The combination of differentiation-inducing agents with conventional antineoplastic drugs has been suggested as a potential new cancer therapeutic approach. We have assayed the cytotoxic effect of N-Methylformamide (NMF) as a differentiating agent combined with Paclitaxel, a novel antineoplastic agent, on cell survival of a human adenocarcinoma cell line HT29. The cell killing of this combination was evaluated by clonogenic assay and cell cycle perturbation was analyzed by flow cytometric methods. HT29 cells were exposed to graded doses of Paclitaxel (0.001-0.01-0.1-1-5 micrograms/ml) for 2, 4, 8, 16, 18 and 24 hours in order to determine its dose-time effect.
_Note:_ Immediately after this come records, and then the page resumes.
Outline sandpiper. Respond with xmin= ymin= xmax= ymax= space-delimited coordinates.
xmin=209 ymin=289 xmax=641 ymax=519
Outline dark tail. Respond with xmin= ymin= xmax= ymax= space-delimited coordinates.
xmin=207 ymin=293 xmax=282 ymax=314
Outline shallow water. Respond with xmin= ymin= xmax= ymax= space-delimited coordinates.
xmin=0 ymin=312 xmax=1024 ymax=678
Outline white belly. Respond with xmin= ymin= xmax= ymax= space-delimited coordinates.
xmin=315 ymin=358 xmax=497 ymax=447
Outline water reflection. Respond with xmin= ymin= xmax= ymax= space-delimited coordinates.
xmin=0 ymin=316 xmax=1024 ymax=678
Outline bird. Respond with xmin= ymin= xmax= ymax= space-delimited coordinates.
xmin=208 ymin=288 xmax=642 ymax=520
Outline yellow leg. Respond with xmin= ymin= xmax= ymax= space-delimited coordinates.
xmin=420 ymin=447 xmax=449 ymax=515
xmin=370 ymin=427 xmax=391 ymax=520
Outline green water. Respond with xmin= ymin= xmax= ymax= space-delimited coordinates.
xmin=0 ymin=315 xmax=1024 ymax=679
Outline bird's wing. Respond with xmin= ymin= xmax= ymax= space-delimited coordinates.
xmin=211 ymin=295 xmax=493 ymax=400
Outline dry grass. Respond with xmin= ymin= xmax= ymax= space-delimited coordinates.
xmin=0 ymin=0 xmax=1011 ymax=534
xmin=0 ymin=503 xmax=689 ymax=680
Secondly, exponentially or non-growing HT29 cells were exposed to graded doses of Paclitaxel (0.001-5 micrograms/ml) for 18 hours at 37 degrees C, and in combination experiments the cells were pre- or posttreated with 1% NMF for 72 hours. The results demonstrated that only proliferating cells were responsive to Paclitaxel and that its cytotoxicity is strictly related to exposure time. The combination studies showed that only the Paclitaxel-->NMF sequence causes a powerful reduction in the surviving fraction of HT29 cells, whereas the reverse sequence had a protective effect on cell killing. The flow cytometry evaluation has indicated that synergism with NMF in HT29 cells was observed only at the same Paclitaxel concentrations required for mitotic arrest, suggesting that the mechanism underlying the synergic interaction was a Paclitaxel-induced alteration of cell cycle kinetics. This study stresses the importance of the administration sequence in the protocols involving NMF as a cytotoxic effect modulator as well as the role of cell kinetics in determining the effectiveness of this modulation.